Mitchell's parents had immigrated from Lithuania and Paul learned to speak English at school.

Mitchell in 1946 as a rookie with the Los Angeles Dons.

He played college football at the University of Minnesota where he was an All-American and had previously attended Edison High School in Minneapolis, Minnesota. At Minnesota he was named to many All-Big Ten and All American teams and was on the Minnesota '41 National Championship Team. He graduated with a Mechanical Engineering degree. He married Minnesota cheerleader and Miss Minnesota Ingrid Vallo, who also worked as a fashion model.
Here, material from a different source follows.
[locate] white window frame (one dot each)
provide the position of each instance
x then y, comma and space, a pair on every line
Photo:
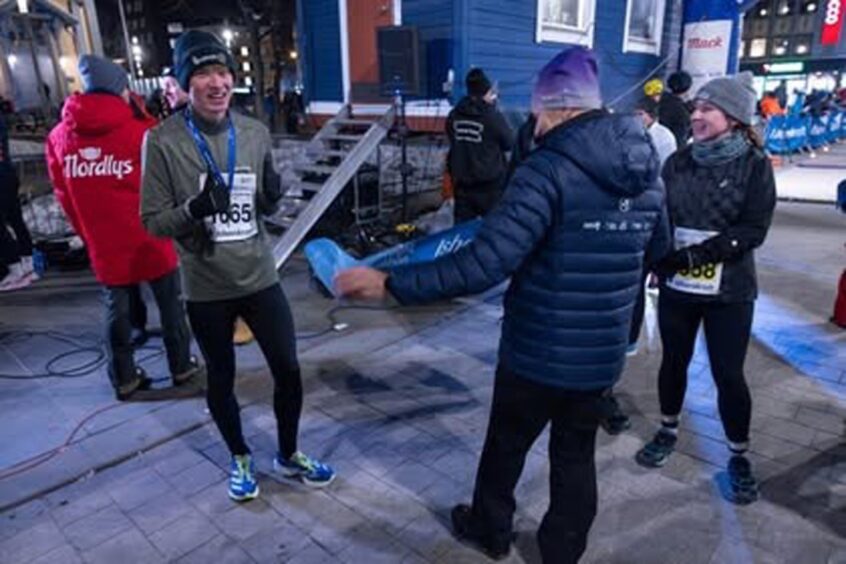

Mitchell was drafted in the second round of the 1944 NFL Draft (12th overall). He went to serve as a Lieutenant in the Navy during World War II.

After returning he played two full seasons of professional football with the Dons and was traded to the Yanks during the 1948 season. He played with the Yanks for the rest of that season and then three more seasons. In between seasons, he sold Goodyear Tires

After leaving football he worked for the Garrett Corporation (now AlliedSignal/Honeywell) until he retired in 1985 and started his own real estate company in California.

Mitchell died in March 2017 at the age of 96.

He is a member of the University of Minnesota Hall of Fame.